Paradoxically, that’s because Romney is looking much harder to beat in New Hampshire in 2012 than he was in 2008. The polls put him at approaching 50% of the vote there, making him an all-but-certain victor next week. But Romney, as Iowa proved, is not loved by his increasingly red meat conservative party. This means, in turn, the best windows of opportunity for his chief challengers are likely to come in the crucial two primaries later in the month – in South Carolina on 21 January and in Florida 10 days after that – rather than in the north-east next week.

These two southern states, South Carolina relatively small and highly conservative; Florida large and more heterogeneous both demographically and politically, look likely to offer a much more crucial proving ground for the men who want to challenge Barack Obama in November.

Both of these states offer bigger opportunities to whichever of the competing “Anyone but Romney” candidates can generate enough excitement, raise enough money and get enough votes in the ballot boxes to mount the most effective challenge against the former Massachusetts governor.

That will be much easier for Santorum, Gingrich and the others than it will be in New Hampshire, though they have to fight hard there nevertheless to maintain credibility going into South Carolina. But you could almost say now that a Romney win in New Hampshire is such a given, that the real battle is already taking place in the two southern states.

That’s because the Republican party has not warmed to Romney any more than it did four years ago. Romney did well in Iowa this week. Coming first by eight votes is a lot better than being beaten by any margin. But three-quarters of Iowa Republicans voted for his opponents, and there is no way Romney’s narrow win gives him anything approaching hegemony in the contest. He is both too strong and too weak.
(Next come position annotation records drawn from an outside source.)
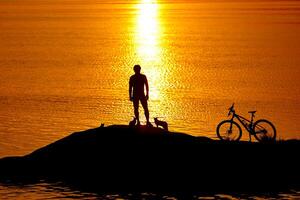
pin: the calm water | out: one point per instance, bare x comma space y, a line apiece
65, 65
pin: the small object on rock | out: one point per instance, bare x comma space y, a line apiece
133, 122
161, 123
149, 124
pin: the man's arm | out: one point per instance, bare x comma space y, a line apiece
130, 89
147, 88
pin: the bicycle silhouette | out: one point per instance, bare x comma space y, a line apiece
263, 130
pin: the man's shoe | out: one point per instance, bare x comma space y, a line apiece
149, 124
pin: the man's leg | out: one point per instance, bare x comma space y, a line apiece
136, 109
145, 106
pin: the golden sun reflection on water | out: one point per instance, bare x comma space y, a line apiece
148, 47
147, 30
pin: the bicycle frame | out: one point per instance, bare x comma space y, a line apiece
248, 124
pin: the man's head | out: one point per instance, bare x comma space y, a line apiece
137, 69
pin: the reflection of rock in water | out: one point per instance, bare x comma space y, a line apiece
143, 158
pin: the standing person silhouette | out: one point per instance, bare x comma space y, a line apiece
137, 83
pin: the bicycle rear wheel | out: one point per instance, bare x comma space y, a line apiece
264, 131
229, 130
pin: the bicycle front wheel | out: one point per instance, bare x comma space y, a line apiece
264, 131
229, 130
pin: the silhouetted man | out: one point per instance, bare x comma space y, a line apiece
137, 83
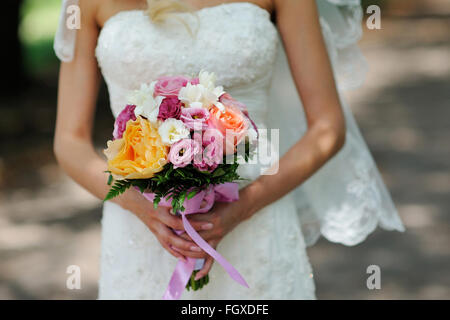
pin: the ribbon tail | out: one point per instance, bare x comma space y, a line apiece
233, 273
179, 279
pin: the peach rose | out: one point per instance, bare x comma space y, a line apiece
233, 125
139, 154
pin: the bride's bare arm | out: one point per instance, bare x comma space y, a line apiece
300, 30
73, 146
299, 26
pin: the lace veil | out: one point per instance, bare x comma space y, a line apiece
346, 199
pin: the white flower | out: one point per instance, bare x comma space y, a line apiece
173, 130
202, 95
146, 104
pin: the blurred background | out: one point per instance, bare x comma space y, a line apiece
47, 222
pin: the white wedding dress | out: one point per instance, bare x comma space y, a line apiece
240, 44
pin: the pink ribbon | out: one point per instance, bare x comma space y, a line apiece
202, 202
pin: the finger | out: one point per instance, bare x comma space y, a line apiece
178, 242
206, 268
172, 252
170, 220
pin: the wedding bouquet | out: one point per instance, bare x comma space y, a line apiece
179, 140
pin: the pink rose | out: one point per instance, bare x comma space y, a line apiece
182, 152
170, 86
232, 124
212, 154
195, 118
121, 121
170, 108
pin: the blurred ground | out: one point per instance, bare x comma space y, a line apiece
48, 223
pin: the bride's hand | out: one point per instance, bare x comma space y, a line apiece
161, 222
225, 217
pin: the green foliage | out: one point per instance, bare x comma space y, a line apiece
178, 184
196, 284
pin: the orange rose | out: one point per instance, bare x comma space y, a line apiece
233, 125
139, 154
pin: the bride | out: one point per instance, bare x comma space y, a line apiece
279, 57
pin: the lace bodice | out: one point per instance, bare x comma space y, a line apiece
237, 41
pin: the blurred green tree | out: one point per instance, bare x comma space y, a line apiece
13, 77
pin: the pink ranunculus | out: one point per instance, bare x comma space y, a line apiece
212, 154
195, 118
170, 108
121, 121
182, 152
170, 86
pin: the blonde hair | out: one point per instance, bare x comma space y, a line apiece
160, 10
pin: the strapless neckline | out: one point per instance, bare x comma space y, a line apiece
197, 11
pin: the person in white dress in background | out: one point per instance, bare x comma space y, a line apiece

But which of his opponents stands to profit from Romney’s inability to fire up the Republican activists and voters? The obvious answer from Iowa is Rick Santorum, who pushed him so close in the cornfields. Santorum is a high-profile social conservative, one reason why he has ousted from his Pennsylvania US senate seat in 2008. But so is Gingrich of Georgia, who until recently was very much the man to beat in South Carolina. His campaign has faltered badly recently, but he is a man who knows how to ride the political roller-coaster. And don’t forget Paul, who has promised to stay in the race and who commands a devoted following.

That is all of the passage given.